Before now, Nigerian banks which had lent Etisalat money had been coy at providing more details regarding the state of the loans following the pull out of Etisalat UAE.
In an analyst call during the week, the CEO of First Bank, Adesola Adeduntan, explained to investors that 9Mobile’s cash flows were enough to avoid any impairment by the bank.
“On the part of lenders, we are trying to re-position the company till we find new investors. With the level of cash flow we believe there will be no need for impairment,”
A Reuters report also claims FCMB revealed that the banks had agreed to extend the $1.2 billion loan in what looks like a restructuring deal pending when a new investor is secured.
By restructuring the loans, it appears Nigerian banks may have extended the tenor of the facility to accommodate the telco’s cash flow thus ensuring a debt service obligation that is compatible with the cash generating capability of 9Mobile.

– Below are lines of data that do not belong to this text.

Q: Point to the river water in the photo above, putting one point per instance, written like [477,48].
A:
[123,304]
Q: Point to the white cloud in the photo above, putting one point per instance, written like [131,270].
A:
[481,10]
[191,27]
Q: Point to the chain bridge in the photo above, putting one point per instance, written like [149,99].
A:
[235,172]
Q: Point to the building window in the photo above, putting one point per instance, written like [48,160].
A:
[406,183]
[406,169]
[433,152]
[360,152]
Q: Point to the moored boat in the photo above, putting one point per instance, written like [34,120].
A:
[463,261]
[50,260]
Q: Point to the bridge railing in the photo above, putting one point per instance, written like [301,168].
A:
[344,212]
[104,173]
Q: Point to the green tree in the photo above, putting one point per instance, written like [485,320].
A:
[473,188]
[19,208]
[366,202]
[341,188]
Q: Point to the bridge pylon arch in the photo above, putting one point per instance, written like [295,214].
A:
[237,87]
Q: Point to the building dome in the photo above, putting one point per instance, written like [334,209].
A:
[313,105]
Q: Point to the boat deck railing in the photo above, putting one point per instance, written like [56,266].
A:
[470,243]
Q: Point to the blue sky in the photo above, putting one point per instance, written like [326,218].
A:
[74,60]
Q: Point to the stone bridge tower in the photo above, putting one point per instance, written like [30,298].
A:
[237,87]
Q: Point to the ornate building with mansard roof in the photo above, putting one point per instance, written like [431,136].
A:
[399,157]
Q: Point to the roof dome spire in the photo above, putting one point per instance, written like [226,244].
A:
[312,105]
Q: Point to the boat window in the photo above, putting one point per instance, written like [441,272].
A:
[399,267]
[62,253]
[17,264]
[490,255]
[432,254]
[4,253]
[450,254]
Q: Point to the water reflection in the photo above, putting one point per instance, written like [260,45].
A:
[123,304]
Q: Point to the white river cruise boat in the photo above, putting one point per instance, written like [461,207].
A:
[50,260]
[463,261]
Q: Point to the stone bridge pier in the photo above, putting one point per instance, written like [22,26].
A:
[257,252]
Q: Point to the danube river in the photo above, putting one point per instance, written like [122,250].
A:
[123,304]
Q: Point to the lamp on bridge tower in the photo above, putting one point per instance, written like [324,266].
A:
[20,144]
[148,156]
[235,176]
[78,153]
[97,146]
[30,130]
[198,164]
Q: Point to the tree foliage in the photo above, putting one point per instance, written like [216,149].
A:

If this is the case, then most banks will avoid taking specific provisions on the 9Mobile loans as it will considered as performing by their regulator, the CBN.
The CBN is also directly involved in this debacle, having stepped in with the NCC to avoid a liquidation of the telco and further job losses. The CBN is yet to confirm if it provided bail out funds to 9Mobile, prior to the restructuring of the loans.
Banks involved in the loan deal include;First Bank, Zenith Bank , GT Bank, , UBA , Access Bank, Ecobank, FCMB, Fidelity Bank, Stanbic IBTC Bank and Union Bank. GT Bank with $138 million in outstanding loans to 9mobile and Access Bank with $131 million are among the most exposed.